Alert: California Court Finds Restrictive Covenants Not Salvaged By Narrowness

September 01, 2006

The California Court of Appeals has redefined this week the acceptable scope of employee covenants not to compete or solicit clients.  In Edwards v. Arthur Andersen LLP, the California Court of Appeals, Second District, has held that such covenants will only be enforced if necessary to protect a trade secret or if executed as part of the sale of business goodwill or partnership.  The court soundly and unequivocally rejected a line of cases, mostly decided by federal courts interpreting California law, which had allowed such covenants if only precluding a narrow segment of the market.

In Edwards, an accounting manager had signed a covenant not to service or solicit certain firm clients for a period after his departure.  When his practice group moved to another firm, that firm required that he obtain a waiver of the covenant as a condition of employment.  His original firm required a general release in exchange for waiving the covenant. Edwards declined and sued the original firm for interference with his potential new job on the grounds that the covenant was void under California Business & Professions Code § 16600.  That Section provides that "[E]very contract by which anyone is restrained from engaging in a lawful profession, trade, or business of any kind is to that extent void."  The trial court dismissed his claim, citing Ninth Circuit opinions that Section 16600 did not preclude covenants that only restricted a person from engaging in business with a narrow segment of their potential market.  The trial court observed that the covenant allowed the accountant to work with the universe of clients that had not worked with his original firm and, thus, he was not "restrained from engaging in his profession" under Section 16600.
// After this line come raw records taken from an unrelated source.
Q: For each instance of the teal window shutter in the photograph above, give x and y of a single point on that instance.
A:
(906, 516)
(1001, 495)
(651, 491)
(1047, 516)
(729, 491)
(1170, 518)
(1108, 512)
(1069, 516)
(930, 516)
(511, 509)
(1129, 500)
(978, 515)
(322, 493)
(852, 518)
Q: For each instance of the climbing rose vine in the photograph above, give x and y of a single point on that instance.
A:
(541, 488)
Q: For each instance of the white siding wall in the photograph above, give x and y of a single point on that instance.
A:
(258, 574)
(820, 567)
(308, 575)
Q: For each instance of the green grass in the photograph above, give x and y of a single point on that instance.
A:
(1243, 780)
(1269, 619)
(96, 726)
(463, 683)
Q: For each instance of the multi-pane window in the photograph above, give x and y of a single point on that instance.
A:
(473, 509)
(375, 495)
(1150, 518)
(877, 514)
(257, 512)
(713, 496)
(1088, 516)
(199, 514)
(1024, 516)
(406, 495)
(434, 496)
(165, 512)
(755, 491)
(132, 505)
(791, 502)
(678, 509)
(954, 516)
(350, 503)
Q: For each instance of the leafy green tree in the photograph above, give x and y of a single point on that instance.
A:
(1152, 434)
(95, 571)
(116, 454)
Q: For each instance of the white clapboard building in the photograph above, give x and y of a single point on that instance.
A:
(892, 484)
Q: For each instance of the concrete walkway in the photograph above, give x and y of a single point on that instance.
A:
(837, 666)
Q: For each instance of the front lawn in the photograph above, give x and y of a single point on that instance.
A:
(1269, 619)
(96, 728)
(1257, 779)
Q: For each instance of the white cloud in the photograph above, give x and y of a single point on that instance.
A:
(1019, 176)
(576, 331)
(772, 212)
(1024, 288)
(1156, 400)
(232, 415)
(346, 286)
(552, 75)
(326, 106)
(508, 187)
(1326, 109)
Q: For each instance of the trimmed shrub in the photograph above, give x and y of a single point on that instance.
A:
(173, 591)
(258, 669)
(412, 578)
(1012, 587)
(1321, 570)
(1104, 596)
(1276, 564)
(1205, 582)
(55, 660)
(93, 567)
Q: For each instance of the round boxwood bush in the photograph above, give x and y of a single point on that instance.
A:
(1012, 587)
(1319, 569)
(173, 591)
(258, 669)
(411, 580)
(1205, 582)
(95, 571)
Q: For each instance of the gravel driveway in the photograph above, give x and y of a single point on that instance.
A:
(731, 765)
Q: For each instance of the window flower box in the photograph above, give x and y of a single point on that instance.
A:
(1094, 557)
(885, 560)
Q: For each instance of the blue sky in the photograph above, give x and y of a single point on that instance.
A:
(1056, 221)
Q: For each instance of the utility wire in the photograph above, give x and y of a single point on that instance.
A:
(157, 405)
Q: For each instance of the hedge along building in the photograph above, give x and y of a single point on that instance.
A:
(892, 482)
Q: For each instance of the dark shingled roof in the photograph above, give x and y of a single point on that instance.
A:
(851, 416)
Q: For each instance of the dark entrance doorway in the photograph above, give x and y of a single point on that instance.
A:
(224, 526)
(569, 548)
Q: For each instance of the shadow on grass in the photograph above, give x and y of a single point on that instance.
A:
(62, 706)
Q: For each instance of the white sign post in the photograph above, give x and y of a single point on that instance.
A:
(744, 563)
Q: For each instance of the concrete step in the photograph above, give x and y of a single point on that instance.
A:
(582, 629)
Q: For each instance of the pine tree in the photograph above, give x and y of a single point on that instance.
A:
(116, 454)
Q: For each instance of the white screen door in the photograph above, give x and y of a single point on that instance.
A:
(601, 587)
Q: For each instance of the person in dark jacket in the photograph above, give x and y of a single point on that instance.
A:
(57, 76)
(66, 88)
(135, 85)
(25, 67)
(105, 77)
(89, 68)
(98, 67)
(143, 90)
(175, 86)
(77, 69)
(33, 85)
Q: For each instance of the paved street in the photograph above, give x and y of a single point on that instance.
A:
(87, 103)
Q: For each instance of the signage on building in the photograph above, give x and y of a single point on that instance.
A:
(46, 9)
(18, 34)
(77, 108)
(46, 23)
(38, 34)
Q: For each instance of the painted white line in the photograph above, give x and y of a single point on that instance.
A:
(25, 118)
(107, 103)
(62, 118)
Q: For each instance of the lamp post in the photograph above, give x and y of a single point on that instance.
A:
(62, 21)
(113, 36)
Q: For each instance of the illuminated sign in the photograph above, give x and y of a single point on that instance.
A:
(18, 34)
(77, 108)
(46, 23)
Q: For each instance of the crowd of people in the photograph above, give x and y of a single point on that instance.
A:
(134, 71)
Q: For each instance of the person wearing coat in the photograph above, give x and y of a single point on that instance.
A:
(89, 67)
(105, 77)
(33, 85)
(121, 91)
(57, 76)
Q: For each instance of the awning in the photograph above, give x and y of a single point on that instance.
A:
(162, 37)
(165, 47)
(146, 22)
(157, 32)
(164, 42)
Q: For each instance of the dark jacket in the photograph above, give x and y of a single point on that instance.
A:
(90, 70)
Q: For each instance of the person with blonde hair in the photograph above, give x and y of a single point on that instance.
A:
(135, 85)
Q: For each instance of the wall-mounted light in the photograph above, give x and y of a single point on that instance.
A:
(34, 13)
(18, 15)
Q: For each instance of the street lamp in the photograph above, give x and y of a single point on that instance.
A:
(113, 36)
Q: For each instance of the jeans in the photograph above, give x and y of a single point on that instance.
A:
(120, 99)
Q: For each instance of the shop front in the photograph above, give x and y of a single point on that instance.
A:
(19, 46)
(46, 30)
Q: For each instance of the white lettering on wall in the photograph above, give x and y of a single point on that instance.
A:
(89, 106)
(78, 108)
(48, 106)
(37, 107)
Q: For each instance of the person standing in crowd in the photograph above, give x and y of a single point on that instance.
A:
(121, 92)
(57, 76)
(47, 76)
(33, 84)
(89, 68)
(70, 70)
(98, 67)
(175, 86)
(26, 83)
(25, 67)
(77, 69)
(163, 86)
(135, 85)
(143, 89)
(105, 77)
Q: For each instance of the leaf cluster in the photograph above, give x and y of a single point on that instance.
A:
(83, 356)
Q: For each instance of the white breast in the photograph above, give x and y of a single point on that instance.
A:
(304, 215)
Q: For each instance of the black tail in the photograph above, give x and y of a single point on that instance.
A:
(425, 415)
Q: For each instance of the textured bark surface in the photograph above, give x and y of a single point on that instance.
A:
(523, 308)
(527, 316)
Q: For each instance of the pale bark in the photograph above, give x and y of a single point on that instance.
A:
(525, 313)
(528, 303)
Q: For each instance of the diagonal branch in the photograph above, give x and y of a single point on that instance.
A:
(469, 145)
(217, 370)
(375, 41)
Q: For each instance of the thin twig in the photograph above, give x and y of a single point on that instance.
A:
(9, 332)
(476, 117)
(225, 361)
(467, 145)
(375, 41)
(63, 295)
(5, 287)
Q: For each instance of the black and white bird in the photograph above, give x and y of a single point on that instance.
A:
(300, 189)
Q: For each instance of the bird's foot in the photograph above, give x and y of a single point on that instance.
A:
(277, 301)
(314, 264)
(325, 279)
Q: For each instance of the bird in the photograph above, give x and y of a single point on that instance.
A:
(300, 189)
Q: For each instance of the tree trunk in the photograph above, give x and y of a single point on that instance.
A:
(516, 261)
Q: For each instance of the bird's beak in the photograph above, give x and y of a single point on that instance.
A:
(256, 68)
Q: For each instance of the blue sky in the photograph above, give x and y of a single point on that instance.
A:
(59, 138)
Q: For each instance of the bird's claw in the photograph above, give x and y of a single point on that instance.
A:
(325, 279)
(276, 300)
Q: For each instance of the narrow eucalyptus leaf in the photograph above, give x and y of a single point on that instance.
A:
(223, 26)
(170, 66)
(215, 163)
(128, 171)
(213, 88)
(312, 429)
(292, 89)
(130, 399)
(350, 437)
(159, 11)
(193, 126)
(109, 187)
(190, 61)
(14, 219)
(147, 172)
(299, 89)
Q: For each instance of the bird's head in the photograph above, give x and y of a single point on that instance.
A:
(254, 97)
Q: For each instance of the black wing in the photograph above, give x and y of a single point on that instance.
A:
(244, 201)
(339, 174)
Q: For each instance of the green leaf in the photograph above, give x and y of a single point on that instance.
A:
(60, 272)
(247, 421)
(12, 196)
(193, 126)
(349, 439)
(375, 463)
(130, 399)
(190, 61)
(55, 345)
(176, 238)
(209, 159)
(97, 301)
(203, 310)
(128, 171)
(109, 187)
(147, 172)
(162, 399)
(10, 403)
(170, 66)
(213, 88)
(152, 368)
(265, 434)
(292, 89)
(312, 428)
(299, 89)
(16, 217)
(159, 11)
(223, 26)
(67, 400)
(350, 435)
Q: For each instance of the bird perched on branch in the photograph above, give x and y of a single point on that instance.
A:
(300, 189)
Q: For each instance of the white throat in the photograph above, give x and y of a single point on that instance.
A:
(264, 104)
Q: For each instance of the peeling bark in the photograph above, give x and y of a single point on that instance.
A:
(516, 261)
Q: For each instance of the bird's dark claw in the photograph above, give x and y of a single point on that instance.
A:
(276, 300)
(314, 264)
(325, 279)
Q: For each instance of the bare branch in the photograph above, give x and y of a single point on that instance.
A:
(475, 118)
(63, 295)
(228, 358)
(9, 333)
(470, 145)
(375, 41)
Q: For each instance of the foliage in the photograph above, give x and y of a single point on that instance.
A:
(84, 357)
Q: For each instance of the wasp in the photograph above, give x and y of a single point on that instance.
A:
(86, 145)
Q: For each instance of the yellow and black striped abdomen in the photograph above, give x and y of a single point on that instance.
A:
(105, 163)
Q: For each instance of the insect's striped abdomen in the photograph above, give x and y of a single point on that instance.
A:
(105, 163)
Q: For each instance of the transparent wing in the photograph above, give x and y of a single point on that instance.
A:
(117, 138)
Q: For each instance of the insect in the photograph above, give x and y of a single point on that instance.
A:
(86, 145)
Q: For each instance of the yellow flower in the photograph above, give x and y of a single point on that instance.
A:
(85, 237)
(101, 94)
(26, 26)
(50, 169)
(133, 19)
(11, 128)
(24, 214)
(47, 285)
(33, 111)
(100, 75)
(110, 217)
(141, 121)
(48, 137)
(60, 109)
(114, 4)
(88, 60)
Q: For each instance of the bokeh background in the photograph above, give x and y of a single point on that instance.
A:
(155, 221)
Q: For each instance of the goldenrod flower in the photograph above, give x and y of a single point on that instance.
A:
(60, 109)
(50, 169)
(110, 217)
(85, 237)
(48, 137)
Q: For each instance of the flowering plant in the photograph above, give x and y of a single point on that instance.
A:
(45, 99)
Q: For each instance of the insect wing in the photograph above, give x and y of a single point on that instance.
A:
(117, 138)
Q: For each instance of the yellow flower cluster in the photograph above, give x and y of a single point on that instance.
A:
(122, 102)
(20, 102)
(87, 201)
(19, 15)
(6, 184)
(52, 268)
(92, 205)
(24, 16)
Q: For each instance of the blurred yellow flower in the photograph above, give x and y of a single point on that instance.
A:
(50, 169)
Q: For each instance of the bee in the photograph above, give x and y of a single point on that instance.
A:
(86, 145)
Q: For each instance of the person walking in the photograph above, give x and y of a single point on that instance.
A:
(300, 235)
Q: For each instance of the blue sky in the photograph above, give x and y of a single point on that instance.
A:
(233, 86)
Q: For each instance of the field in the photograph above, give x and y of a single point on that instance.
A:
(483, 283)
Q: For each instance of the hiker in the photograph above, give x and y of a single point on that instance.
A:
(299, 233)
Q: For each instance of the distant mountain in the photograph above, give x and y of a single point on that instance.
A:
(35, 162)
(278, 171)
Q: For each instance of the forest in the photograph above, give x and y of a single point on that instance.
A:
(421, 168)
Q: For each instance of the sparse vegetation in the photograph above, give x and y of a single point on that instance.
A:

The California Court of Appeal reversed, finding that the so-called "narrow restriction" exception did not exist.  The court examined the historical development of that exception and concluded that the Ninth Circuit had developed it without sufficient authority under California law.  Instead, the Court of Appeals held that the only California court-developed exception to Section 16600 was to allow covenants "where necessary to protect trade secrets."  This is in addition to the statutory exceptions involving the transfer of business goodwill or partnership interest.  Moreover, the court held that Andersen could be liable for interference with prospective business advantage by requiring consideration to "release" him from the covenant.

Thus, employers need to assure that any covenants not to compete or solicit customers are expressly justified as necessary to protect trade secrets.  This means that they are best incorporated into employee non-disclosure, confidentiality agreements.  Such agreements should specifically identify the information to be designated as trade secrets (rather than boilerplate language listing every conceivable trade secret which may or may not exist at your company).  Other demonstrable efforts should be made to protect the confidentiality of the information so as to support its status as a trade secret.  Most importantly, the covenant should be only as broad as necessary to protect the trade secret.  California courts will not narrow the covenant for an employer in order to allow enforcement. 

This decision also counsels that employers should be careful about asserting a right to enforce a potentially invalid covenant.  If the threat prevents employment and the covenant is held invalid, the employer may be found liable for tortuous interference with the potential new employment relationship.